Setelah diantarkan ke kamar oleh Marchioness Liliyana dan dibawakan pakaian ganti. Sekarang Erianthe berada di kamarnya dan sudah berganti pakaian dengan gaun yang cukup mengembang. Astaga kenapa gaun di sini sangat berat dan menyusahkan. Sepertinya dia harus segera mencuci pakaiannya dan mengeringkannya agar dapat ia kenakan lagi.
Erianthe menatap keluar jendela yang memperlihatkan taman bunga dan juga beberapa prajurit yang berjaga diluar, kamarnya cukup tinggi karena dia bisa melihat segala kegiatan diluar kediaman ini yang di kelilingi tembok pagar yang sangat tinggi. Untuk ukuran kediaman Marquess dan Marchioness ini sangat besar sebanding dengan kediaman duke ataupun raja bahkan. Bukankah Marquess dan Marchioness sangat kaya sehingga kediamannya sebesar ini bukan?

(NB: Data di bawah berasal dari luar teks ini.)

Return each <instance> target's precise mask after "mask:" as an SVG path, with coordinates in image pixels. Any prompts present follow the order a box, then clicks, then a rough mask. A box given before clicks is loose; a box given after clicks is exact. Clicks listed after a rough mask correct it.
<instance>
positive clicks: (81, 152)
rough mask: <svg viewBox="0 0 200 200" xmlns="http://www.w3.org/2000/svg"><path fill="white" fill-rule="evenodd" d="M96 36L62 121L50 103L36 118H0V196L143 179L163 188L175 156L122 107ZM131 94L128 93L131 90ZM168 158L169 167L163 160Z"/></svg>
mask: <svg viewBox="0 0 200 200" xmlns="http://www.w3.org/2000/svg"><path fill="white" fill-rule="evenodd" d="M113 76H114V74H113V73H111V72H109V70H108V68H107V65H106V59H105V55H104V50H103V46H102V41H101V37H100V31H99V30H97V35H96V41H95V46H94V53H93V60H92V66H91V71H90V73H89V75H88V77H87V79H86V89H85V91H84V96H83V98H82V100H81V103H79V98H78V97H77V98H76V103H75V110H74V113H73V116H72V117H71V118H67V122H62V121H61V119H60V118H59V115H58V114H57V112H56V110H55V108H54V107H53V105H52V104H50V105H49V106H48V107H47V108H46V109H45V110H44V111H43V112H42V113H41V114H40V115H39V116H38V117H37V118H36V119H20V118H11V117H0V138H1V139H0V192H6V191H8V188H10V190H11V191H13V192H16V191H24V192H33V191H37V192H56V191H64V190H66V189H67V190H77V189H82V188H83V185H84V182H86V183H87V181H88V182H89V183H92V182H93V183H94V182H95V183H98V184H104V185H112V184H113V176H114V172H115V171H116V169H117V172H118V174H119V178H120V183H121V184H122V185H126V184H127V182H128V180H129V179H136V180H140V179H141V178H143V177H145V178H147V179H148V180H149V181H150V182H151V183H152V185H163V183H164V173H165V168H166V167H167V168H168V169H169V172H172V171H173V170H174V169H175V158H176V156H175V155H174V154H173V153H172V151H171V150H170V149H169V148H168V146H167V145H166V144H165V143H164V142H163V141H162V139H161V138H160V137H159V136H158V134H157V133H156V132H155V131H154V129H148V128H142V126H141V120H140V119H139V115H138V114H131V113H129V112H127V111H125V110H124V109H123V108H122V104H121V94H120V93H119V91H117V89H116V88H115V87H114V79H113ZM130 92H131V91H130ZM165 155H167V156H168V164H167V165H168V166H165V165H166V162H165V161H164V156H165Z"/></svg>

Setelah berjam-jam termenung dan memikirkan segala rencana dan kemungkinan yang akan terjadi, Erianthe menatap pintu yang baru saja diketuk dari luar. Tidak mau membuat yang berada di depan kamarnya menunggu dengan cepat Erianthe membukan pintunya.

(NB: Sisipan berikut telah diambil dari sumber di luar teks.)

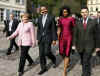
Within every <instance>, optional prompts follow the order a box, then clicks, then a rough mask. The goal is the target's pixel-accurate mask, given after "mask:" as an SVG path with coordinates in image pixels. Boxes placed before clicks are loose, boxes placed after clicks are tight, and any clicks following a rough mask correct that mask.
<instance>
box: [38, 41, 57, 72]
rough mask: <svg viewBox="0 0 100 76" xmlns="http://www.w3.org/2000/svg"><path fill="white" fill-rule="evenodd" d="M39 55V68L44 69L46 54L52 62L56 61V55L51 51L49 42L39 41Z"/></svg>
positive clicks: (55, 62)
mask: <svg viewBox="0 0 100 76" xmlns="http://www.w3.org/2000/svg"><path fill="white" fill-rule="evenodd" d="M39 56H40V66H41V69H42V70H43V69H46V56H47V57H48V58H50V59H51V61H52V62H53V63H56V57H55V56H54V55H53V54H52V52H51V43H50V42H45V41H41V42H40V43H39Z"/></svg>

Dia mengernyit bingung ketika mendapati seorang perempuan yang mungkin sekitar 16 tahun berdiri di hadapannya. Perempuan itu menunduk sedari Erianthe membuka pintunya.
"Salam Lady, saya diutus Yang Mulia untuk menjadi pelayan pribadi anda," ucapnya masih dengan menundukan kepala. Erianthe yang melihat itu meringis ngilu, bukankah sangat pegal menunduk terus seperti itu.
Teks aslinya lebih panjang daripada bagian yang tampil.